Money creation in China has gone bonkers. Authorities have opened the valves, and new credit is surging through money pipelines, including state-owned banks and the “shadow banking” system, and so loans in just the first two months this year soared by $1 trillion. Where did this money go?
We don’t know, but we’re getting indications that some of it is showing up right here in the US.
At the same time, “China is getting into the venture capital business in a big way. A really, really big way,” as Bloomberg put it: Government-backed venture funds raised about 1.5 trillion yuan ($231 billion) last year to bring the total to 2.2 trillion yuan. “That’s the biggest pot of money for startups in the world and almost five times the sum raised by other venture firms last year globally….”
While China is drowning in this sea of liquidity, its exports in February crashed 25% in dollar terms year over year. Part of it was due to the Chinese New Year effects.

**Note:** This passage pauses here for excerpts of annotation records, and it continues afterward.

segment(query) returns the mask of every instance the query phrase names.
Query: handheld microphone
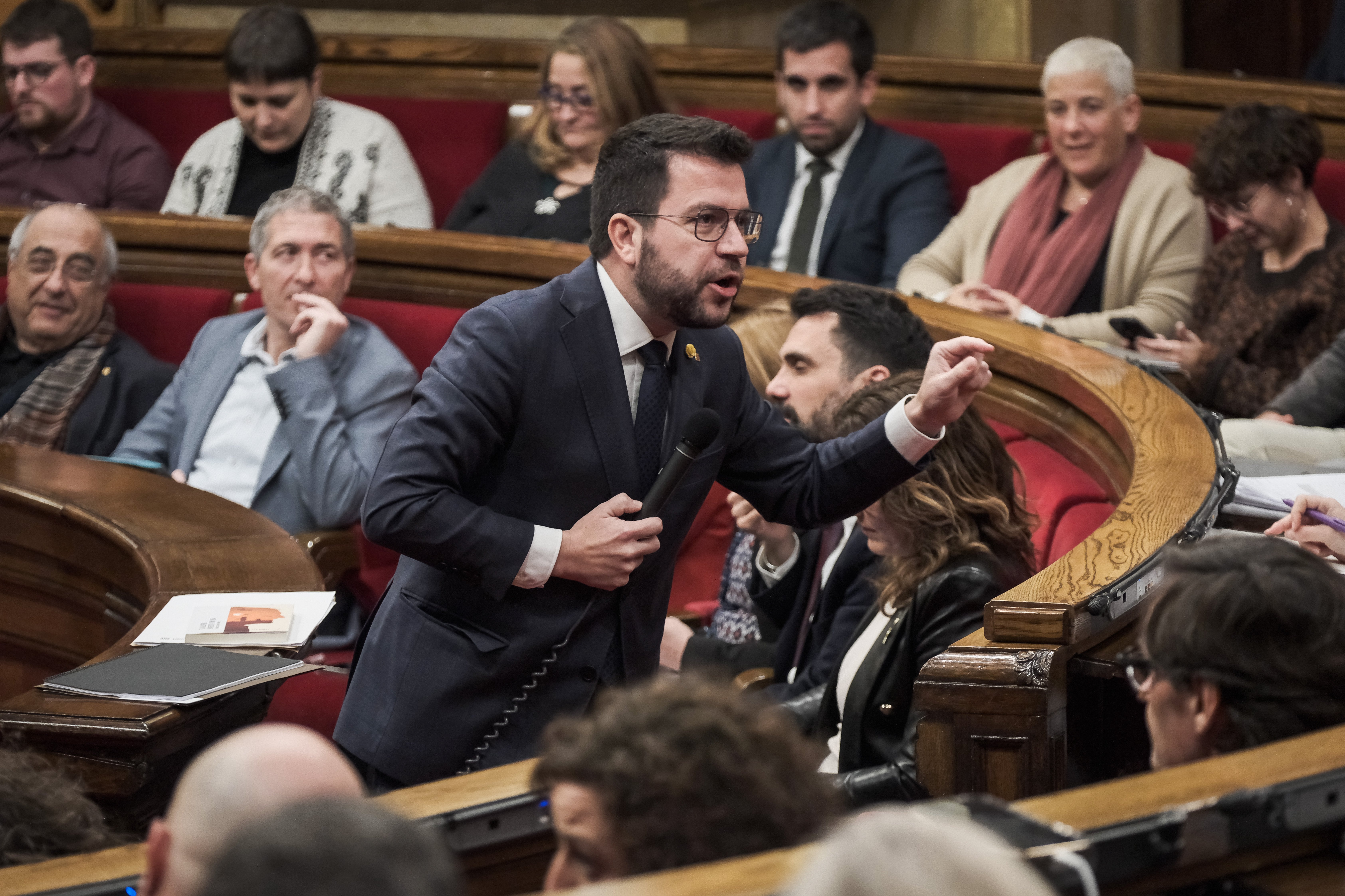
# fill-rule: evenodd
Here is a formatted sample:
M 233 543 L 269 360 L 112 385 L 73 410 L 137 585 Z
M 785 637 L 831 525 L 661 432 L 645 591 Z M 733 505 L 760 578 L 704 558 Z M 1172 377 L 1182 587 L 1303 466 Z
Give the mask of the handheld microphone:
M 686 418 L 686 424 L 682 427 L 682 441 L 678 442 L 677 447 L 672 450 L 672 457 L 668 462 L 663 465 L 659 470 L 658 478 L 654 480 L 654 485 L 650 486 L 650 493 L 644 496 L 640 512 L 635 514 L 636 520 L 646 520 L 651 516 L 658 516 L 659 510 L 663 509 L 663 504 L 672 494 L 672 489 L 682 482 L 682 477 L 686 476 L 686 470 L 691 466 L 691 461 L 701 457 L 701 451 L 706 449 L 720 434 L 720 415 L 707 407 L 702 407 L 699 411 L 693 411 L 691 416 Z

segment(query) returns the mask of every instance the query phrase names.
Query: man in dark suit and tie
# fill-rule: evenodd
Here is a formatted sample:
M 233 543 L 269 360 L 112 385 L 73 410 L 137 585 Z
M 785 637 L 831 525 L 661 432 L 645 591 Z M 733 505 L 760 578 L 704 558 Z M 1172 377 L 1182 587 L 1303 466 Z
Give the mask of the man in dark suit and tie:
M 892 287 L 951 212 L 943 154 L 865 110 L 878 91 L 873 30 L 839 0 L 795 7 L 776 39 L 776 97 L 791 133 L 746 165 L 761 239 L 748 263 Z
M 761 400 L 722 326 L 760 216 L 742 132 L 648 116 L 603 146 L 593 258 L 469 310 L 425 372 L 364 501 L 404 555 L 335 739 L 375 790 L 535 754 L 599 684 L 658 666 L 672 564 L 710 484 L 768 519 L 839 520 L 904 481 L 990 380 L 971 337 L 908 404 L 815 445 Z M 625 520 L 693 411 L 721 420 L 658 517 Z

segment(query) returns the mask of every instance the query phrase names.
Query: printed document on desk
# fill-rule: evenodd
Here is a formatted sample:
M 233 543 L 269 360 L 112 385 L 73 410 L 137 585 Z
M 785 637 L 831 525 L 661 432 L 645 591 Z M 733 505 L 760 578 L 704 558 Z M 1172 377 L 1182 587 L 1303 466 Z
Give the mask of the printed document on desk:
M 295 611 L 293 622 L 289 625 L 289 634 L 282 642 L 270 637 L 258 635 L 256 643 L 246 635 L 231 635 L 230 647 L 297 647 L 308 641 L 313 629 L 327 618 L 336 604 L 335 591 L 254 591 L 254 592 L 225 592 L 225 594 L 179 594 L 164 604 L 145 630 L 130 643 L 137 647 L 148 647 L 156 643 L 186 643 L 187 630 L 191 626 L 192 615 L 207 607 L 276 607 L 292 606 Z

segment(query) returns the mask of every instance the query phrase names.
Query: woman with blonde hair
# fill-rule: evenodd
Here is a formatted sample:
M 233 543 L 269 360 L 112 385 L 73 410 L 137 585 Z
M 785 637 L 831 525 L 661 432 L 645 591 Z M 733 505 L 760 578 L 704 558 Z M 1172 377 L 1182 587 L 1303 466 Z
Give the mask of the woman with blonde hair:
M 834 435 L 863 429 L 920 388 L 900 373 L 855 392 Z M 927 797 L 916 780 L 920 668 L 981 627 L 991 598 L 1033 570 L 1032 516 L 1014 492 L 1017 465 L 974 408 L 950 423 L 929 465 L 859 513 L 882 557 L 877 599 L 824 685 L 780 705 L 827 744 L 820 771 L 854 803 Z
M 650 50 L 631 26 L 588 16 L 542 60 L 538 103 L 467 188 L 444 230 L 582 243 L 589 184 L 603 141 L 636 118 L 667 111 Z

The rest was due to weakening global demand for Chinese goods: It was the 11th month of declines in 12 months.
Exports of goods are crashing, but hey, no problem, exports of money are booming. Capital flight takes on ever fancier dimensions: mansions in Southern California, tony condos in San Francisco, huge commercial and residential development projects, corporate acquisitions, and so on. Prices have surged for seven years and have reached ludicrous heights. So this is a good time to buy.